Las pocas pero poderosas palabras genuinamente liberales del decálogo de Ciudadanos, la apelación a la convivencia del Partido Popular, todo ello entronca con una concepción de la sociedad y del individuo que hemos llamado, sí, liberalismo. Y es aquí, en el individualismo, donde el feminismo liberal tiene su fuerza y el motivo de su previsible fracaso. No hay derecho que reclame para las mujeres que no valga para los hombres, porque precisamente otorga un valor supremo a los derechos de todo individuo, sin distinciones; es decir, en igualdad. Por eso libertad e igualdad van unidas, y no separadas. Y la apelación a ambos valores sólo puede ser estrictamente feminista en aquellas sociedades en las que se produce el escándalo de una discriminación ante la ley por motivos de sexo.
Pero una vez conquistada esa igualdad, el programa feminista liberal muere de puro éxito. Concluye, y se subsume en la defensa de los derechos de todos. Por eso llega un punto en el que no tiene nada más que ofrecer. Y por eso existe la tentación de ir más allá y adoptar un programa socialdemócrata que acaba por ser lo contrario: imponer distinciones entre los individuos en función de su sexo. Mientras que el feminismo revolucionario siempre encuentra motivos para subvertir los derechos individuales para alcanzar viejos y nuevos objetivos sociales.

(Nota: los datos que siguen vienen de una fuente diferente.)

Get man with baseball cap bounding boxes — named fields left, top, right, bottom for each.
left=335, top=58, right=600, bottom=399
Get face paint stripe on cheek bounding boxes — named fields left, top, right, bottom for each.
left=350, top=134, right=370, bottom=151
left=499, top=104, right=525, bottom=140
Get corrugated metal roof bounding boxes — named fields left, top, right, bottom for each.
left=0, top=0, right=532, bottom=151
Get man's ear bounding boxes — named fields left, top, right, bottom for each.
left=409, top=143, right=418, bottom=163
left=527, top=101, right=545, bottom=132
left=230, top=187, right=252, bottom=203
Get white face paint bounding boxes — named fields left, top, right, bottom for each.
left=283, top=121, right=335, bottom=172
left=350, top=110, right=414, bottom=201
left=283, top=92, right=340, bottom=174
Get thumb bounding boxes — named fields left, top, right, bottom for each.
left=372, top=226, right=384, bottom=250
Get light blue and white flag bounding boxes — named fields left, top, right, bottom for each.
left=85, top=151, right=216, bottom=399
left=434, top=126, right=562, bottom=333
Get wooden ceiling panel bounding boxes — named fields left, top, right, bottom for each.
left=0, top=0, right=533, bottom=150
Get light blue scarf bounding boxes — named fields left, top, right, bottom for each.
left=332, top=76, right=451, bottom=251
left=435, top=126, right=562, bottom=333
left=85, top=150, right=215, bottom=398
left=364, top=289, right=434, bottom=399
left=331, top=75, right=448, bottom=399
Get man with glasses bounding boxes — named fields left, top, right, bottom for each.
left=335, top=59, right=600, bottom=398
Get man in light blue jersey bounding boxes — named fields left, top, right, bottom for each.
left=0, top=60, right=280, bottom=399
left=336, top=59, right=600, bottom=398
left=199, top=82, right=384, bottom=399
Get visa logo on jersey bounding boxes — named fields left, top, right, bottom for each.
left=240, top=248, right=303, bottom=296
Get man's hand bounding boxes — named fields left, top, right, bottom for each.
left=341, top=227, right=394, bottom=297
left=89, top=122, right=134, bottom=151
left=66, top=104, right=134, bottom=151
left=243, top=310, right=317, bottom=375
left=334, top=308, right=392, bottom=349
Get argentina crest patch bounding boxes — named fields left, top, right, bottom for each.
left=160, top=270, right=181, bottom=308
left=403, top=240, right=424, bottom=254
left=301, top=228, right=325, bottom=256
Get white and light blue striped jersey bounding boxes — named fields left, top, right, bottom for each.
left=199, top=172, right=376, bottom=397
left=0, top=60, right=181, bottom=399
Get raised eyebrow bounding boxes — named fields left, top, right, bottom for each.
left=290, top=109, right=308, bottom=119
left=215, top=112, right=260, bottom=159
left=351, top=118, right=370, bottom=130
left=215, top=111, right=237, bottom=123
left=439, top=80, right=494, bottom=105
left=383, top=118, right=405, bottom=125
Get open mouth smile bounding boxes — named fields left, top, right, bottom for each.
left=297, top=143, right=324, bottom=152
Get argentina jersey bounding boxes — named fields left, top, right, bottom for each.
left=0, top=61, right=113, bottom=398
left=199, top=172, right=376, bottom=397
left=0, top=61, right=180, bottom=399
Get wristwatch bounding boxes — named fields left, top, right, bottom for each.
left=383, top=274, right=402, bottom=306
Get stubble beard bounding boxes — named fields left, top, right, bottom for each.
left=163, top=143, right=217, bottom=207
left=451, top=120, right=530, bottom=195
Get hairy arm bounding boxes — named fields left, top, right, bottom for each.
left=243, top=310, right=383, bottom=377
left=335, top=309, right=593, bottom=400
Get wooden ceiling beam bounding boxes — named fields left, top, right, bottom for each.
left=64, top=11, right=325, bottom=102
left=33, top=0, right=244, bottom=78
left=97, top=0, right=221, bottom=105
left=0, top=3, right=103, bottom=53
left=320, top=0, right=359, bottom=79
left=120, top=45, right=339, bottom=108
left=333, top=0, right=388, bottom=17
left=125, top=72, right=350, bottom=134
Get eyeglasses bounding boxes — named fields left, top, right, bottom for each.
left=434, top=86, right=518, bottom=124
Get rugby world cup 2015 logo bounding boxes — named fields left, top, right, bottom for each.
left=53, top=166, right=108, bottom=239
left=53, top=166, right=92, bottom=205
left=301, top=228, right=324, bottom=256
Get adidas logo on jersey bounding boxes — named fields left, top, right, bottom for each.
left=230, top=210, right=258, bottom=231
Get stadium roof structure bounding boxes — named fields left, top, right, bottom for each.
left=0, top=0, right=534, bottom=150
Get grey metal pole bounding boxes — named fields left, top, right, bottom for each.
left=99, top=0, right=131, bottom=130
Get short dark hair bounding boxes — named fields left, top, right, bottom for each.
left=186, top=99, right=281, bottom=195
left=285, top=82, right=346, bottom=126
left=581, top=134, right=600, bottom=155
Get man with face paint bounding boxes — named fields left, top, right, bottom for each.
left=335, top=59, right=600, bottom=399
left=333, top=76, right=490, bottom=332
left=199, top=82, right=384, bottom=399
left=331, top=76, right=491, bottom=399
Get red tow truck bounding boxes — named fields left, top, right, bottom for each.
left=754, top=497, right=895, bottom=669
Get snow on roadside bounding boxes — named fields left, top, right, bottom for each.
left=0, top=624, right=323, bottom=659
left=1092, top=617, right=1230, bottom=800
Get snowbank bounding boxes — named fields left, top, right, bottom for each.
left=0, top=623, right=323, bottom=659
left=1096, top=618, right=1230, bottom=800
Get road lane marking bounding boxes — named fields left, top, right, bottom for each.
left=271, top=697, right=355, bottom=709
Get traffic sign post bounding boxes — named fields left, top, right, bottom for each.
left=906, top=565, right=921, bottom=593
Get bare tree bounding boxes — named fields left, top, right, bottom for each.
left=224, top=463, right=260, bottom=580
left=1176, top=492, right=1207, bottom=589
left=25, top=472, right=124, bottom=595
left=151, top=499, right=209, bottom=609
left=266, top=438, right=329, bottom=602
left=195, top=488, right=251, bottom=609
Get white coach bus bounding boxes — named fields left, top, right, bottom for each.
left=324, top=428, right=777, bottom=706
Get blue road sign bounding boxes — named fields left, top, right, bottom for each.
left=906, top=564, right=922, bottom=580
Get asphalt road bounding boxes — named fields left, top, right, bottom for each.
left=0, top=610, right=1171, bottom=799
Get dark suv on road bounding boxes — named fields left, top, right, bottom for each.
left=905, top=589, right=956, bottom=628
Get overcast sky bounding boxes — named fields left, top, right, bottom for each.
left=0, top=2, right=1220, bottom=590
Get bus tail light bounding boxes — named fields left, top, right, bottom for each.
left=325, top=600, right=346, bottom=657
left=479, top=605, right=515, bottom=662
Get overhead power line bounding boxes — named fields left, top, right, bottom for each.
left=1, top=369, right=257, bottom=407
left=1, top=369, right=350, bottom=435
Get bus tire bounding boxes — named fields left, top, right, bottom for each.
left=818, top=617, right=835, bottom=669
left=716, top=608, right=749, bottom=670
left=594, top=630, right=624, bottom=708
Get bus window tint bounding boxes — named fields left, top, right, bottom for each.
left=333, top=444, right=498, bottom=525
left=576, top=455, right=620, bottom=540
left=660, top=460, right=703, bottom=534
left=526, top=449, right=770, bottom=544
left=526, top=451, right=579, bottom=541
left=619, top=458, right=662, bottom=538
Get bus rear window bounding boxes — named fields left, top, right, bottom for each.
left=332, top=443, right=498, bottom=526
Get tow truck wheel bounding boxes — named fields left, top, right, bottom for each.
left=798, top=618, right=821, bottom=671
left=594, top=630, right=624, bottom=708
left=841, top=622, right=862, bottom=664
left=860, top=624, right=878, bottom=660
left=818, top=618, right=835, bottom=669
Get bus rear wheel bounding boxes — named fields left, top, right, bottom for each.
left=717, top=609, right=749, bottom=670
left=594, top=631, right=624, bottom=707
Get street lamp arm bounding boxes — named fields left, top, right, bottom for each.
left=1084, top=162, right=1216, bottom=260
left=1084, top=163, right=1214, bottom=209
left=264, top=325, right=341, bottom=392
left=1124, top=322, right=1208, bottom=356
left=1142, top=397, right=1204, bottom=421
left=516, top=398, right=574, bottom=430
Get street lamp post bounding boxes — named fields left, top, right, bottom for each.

Cada paso adelante de ese feminismo socialista y sectario supone un nuevo motivo para reclamar la igual libertad de todos. Pero ese mensaje es incompatible con la participación en una tenida sectaria como la del 8M. No se puede proclamar la igualdad de derechos de todos los individuos y acudir a un acto político que parte exactamente de lo contrario.